In the latest release of the Office for National Statistics (ONS) November Labour Market Report, the United Kingdom grapples with a complex employment landscape, marked by declining job vacancies and a notable shift in pay growth patterns.
During the period of August to October 2023, the estimated number of job vacancies in the UK experienced a significant decline, falling by 58,000 on the quarter to 957,000. This marks the 16th consecutive quarter of decreasing vacancies, with declines observed across 16 out of the 18 industry sectors.
In terms of pay growth, the report reveals that annual growth in regular pay (excluding bonuses) in Great Britain stood at 7.7% in July to September 2023. While slightly down from previous periods, this rate remains among the highest recorded since comparable records began in 2001. The annual growth in employees’ average total pay (including bonuses) was 7.9%, influenced by one-off payments made in the Civil Service during July and August 2023. In real terms, adjusted for inflation using the Consumer Prices Index including owner occupier’s housing costs (CPIH), annual growth for total pay rose by 1.4%, and regular pay increased by 1.3%.
Labour disputes played a role in the dynamics of the UK labour market, with 229,000 working days lost in September 2023 due to strikes, primarily concentrated in the health and social work, as well as the education sectors.

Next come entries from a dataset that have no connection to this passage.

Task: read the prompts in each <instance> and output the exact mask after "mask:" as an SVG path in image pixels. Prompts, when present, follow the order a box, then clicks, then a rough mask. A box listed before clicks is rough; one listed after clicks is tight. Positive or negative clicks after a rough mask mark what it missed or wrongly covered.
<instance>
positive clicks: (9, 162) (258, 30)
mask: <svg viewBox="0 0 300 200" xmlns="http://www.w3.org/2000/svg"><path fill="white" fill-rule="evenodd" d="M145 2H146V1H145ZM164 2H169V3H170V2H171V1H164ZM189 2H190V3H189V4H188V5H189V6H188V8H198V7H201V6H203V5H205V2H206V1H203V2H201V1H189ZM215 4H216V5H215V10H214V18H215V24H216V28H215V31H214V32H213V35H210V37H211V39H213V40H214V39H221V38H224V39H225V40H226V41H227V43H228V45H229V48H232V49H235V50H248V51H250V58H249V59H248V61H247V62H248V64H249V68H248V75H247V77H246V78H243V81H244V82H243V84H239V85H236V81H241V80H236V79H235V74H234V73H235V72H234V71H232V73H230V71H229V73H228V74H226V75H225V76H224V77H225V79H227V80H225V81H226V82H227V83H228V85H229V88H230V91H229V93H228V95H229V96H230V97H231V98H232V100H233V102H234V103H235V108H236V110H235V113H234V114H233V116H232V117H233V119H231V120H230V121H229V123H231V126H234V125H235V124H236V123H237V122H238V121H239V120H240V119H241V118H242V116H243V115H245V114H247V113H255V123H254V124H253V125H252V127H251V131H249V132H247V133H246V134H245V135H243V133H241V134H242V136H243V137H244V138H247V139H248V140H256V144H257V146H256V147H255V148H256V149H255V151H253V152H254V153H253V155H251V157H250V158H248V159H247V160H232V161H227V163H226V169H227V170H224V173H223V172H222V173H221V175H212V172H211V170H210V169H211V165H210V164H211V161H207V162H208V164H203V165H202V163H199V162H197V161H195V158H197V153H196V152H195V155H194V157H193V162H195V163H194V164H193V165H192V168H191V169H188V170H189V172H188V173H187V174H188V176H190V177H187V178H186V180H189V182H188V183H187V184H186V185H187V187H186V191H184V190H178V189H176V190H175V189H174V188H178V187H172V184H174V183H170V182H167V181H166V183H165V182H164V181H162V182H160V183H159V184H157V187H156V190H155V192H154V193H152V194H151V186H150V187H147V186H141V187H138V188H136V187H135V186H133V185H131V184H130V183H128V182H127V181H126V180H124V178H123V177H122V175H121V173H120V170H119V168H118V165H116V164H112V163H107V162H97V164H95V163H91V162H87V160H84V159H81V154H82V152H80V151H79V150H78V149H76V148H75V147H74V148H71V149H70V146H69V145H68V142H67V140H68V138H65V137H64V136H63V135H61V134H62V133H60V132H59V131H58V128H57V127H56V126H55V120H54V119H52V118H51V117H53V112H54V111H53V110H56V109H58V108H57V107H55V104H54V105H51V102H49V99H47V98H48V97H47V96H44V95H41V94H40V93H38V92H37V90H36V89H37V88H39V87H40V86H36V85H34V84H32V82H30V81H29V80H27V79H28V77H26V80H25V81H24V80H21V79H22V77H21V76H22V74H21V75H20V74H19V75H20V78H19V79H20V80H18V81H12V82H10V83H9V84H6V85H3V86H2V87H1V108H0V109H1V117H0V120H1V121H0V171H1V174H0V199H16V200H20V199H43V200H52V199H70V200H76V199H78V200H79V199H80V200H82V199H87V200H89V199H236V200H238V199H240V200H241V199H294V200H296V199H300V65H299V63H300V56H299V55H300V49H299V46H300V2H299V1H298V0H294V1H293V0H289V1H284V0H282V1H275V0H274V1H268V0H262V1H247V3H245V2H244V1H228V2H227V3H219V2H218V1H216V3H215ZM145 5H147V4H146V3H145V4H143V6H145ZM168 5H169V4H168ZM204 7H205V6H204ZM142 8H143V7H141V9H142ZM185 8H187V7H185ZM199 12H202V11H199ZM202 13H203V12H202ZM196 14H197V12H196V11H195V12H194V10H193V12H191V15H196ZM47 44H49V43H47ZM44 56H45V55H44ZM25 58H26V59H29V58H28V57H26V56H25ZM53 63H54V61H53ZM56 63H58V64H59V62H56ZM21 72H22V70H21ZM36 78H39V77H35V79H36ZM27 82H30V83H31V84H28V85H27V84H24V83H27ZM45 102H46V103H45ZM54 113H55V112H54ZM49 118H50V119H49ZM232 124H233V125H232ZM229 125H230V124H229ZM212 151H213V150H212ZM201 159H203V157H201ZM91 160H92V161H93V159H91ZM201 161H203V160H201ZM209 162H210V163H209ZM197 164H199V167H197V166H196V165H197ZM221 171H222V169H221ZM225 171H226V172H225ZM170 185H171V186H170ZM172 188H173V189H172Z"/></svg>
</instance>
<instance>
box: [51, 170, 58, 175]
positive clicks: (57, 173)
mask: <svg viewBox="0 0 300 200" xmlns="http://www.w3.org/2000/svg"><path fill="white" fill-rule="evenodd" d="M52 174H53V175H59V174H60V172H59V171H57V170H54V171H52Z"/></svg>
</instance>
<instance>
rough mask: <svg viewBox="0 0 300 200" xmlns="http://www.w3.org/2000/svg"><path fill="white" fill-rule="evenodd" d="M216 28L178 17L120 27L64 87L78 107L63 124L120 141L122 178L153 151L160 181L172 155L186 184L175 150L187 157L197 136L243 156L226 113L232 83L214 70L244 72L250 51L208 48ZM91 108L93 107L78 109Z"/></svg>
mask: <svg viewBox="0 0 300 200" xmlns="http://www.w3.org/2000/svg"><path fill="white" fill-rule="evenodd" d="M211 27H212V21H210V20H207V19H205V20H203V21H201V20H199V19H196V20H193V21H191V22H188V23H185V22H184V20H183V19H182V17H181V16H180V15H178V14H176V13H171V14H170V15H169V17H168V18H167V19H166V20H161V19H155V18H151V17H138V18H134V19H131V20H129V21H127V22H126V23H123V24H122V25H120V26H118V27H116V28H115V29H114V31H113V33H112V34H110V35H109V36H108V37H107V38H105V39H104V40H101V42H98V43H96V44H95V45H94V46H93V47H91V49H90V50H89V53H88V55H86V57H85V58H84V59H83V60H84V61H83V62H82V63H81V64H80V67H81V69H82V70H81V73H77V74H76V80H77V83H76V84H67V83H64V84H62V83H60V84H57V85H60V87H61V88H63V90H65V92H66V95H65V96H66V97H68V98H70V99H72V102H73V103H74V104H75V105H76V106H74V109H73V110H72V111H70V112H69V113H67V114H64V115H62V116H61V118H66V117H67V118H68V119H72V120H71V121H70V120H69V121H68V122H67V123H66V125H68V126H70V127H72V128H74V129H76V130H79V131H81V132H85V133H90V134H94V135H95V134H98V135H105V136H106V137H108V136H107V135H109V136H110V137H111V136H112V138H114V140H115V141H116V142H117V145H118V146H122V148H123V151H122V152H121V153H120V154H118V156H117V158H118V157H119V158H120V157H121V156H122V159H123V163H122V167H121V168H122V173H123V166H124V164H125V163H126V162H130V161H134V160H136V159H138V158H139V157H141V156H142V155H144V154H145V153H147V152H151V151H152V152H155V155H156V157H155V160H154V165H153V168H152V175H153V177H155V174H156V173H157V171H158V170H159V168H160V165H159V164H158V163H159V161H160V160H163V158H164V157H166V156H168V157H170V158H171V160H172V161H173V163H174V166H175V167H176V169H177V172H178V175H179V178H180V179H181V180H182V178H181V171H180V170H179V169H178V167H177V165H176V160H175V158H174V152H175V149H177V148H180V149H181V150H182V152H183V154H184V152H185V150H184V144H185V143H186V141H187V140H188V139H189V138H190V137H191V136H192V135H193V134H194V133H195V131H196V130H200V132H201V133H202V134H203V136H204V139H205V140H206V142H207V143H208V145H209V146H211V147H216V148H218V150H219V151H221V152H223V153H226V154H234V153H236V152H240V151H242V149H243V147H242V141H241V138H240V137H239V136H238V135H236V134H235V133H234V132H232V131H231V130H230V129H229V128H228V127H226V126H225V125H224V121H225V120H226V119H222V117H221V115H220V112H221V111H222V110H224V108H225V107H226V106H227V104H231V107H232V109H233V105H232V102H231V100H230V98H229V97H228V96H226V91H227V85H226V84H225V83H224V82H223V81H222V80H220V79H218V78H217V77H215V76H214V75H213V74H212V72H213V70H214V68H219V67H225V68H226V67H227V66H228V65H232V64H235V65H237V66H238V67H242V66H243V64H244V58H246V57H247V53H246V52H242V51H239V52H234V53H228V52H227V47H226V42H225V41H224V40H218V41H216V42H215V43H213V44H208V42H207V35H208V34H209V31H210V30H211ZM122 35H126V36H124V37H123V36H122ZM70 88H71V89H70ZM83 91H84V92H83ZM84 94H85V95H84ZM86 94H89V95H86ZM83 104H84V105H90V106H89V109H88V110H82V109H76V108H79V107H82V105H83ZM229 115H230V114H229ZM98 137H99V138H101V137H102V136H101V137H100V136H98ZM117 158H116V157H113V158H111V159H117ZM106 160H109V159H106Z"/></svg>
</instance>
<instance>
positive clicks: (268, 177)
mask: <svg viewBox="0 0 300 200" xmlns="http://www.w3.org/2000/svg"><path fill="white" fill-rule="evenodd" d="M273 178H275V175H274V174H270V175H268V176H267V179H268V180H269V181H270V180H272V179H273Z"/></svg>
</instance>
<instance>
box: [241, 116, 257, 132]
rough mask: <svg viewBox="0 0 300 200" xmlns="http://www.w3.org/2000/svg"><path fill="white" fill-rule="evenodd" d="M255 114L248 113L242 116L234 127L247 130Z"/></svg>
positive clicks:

A notable revision in payrolled employee growth emerged in the report, with the September 2023 figures adjusted from a previously reported decrease of 11,000 to an increase of 32,000 compared to August 2023. The estimate of payrolled employees in the UK for October 2023 increased by 33,000 from the revised September 2023 figure, reaching 30.2 million. However, this October estimate is provisional and subject to revision with the influx of more data in the coming months.
The report also introduces an alternative series of estimates to address increased uncertainty around the Labour Force Survey (LFS) figures. Derived from growth rates in Pay as You Earn Real-Time Information and the Claimant Count, these alternative estimates for July to September 2023 reveal a 0.1% decrease in the UK employment rate to 75.7%, a largely unchanged unemployment rate at 4.2%, and a steady economic inactivity rate at 20.9%.
As the UK navigates these intricate labour market challenges, policymakers and analysts will closely monitor future data releases for a comprehensive understanding of the evolving economic landscape.
“As cost-of-living pressures combine with significant talent gaps, wage growth at 7.7% in the quarter to September 2023 remains high and continues to be a keen area of focus for employers and candidates alike. Our advice to organisations who are facing this perfect storm of high inflation, skills shortages and economic stagnation, is to think carefully before making pay increases. While uncertainty remains so prevalent, our recommendation is to look instead at ways to retain existing staff by bolstering benefits packages and by offering opportunities to upskill and reskill, especially across the areas where talent shortages prevail.
While uncertainty remains so prevalent, our recommendation is to look instead at ways to retain existing staff by bolstering benefits packages
“Businesses must be prepared to make braver long-term decisions in areas such as their values and overall purpose. There is an opportunity to be seized by those who are prepared to adapt and do things differently – both in terms of employee retention and customer and client loyalty.”
“Recessionary headwinds may be getting stronger, but if we can address underlying economic fundamentals like talent and skills shortages in new ways and foster a stronger culture of innovation, investment and productivity, the UK’s future will be all the stronger for it.”